Haunt: Eerie but Predictable Horror
Harrison GilbertsonIone Skye...
In 1 Cinema
It shouldn’t come as a surprise that originality and suspense manages to escape another haunted-house Hollywood production in the Haunt; a lazy and uninventive ghost story which, despite the strong mood, still manages to dissolve itself into a standard and a predictable tale of horrors.
The story is centred on the Asher’s; a family of five that has just moved into an abandoned house in the country. The house previously belonged to the Morello’s; also a family of five whom all – apart from the hollow-eyed matron of the house, Janet Morello (Weaver) – were victims of mysterious and tragic deaths.
However, the Asher’s choose to look the other way, and despite being aware of the house’s haunted and ominous past, they are still excited to begin a new life in their new home. Soon after moving in though, the moody eighteen-year old Evan befriends Sam (Liberato); a mysterious teenage girl who holds a particular interest in his new habitat.

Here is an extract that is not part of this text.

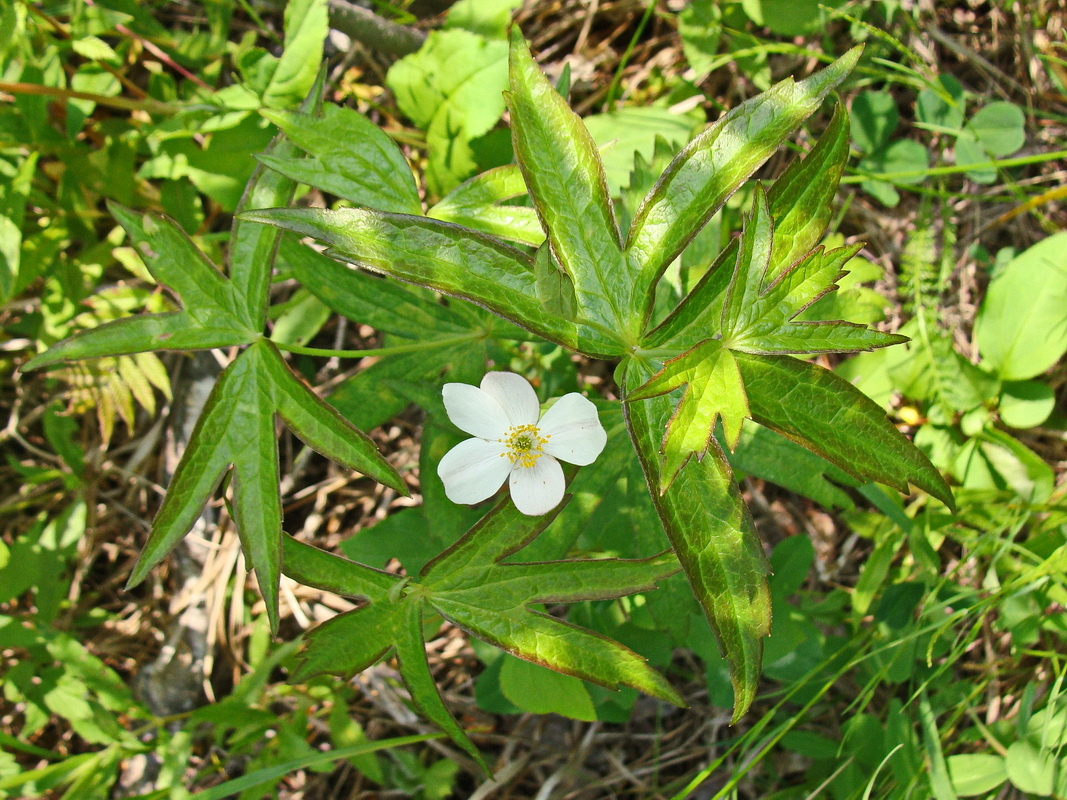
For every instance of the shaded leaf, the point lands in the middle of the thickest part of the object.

The duo soon find themselves in the Asher’s attic – the one place that the petrified-looking Janet Morello warned them to stay clear off – and stumble upon a dusty radio-transmitting machine, called the Electronic Voice Phenomena. The machine, according to Sam, is used for contacting the dead and she soon decides that they should call up on the spirits of the Morello family in order to find out what has happened to them; a decision that soon brings in the unwelcoming presence of even more evil descending on the Asher family.

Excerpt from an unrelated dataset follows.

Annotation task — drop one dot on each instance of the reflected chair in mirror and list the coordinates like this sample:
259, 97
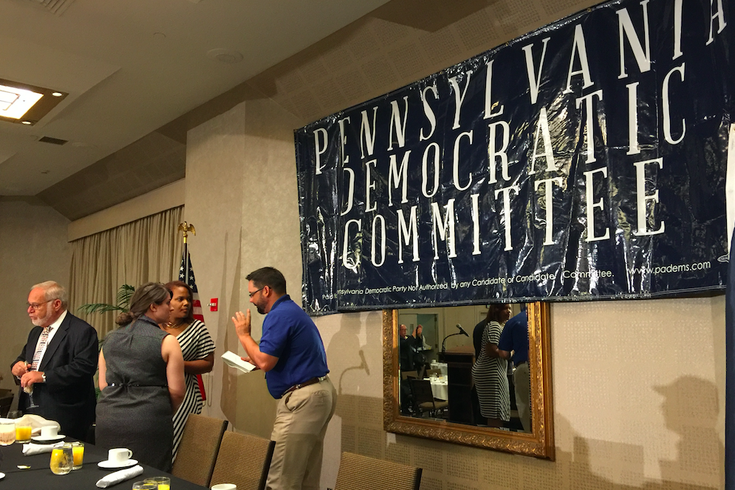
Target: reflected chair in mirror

Haunt starts off strong and there is a genuine sense of dread and eeriness built into its opening scene, which finds the inconsolable Frank Morello (Hadra) attempting to contact his deceased children through the EVP. However, despite the promising start, the built-in tension is short lived and the narrative – working from the script of the first-time screenwriter, Andrew Barrer – is quick to fall into the traps of typical ghost-house schemes, where every bump in the dark and creak in the floor is conveyed with a fitting musical cue and a sudden jolt of terror.
Gilbertson – fresh off of Need for Speed and Liberato – previously seen in the 2012’s romantic comedy Stuck in Love – share a decent amount of chemistry and everything about their performance seems relaxed and fitting – despite the predictable dialogue – while Weaver, gives it her all and manages to deliver a truly compelling and a terrifying performance.
Director Marc Carter’s feature-debut manages to embody the right kind of mood and the Haunt’s aura is perfectly suited for its ghostly premise. However, its haunting disposition cannot make up for the lack of imagination, ingenuity and suspense that unfortunately, ends up following this sluggish horror-entry all the way until the end.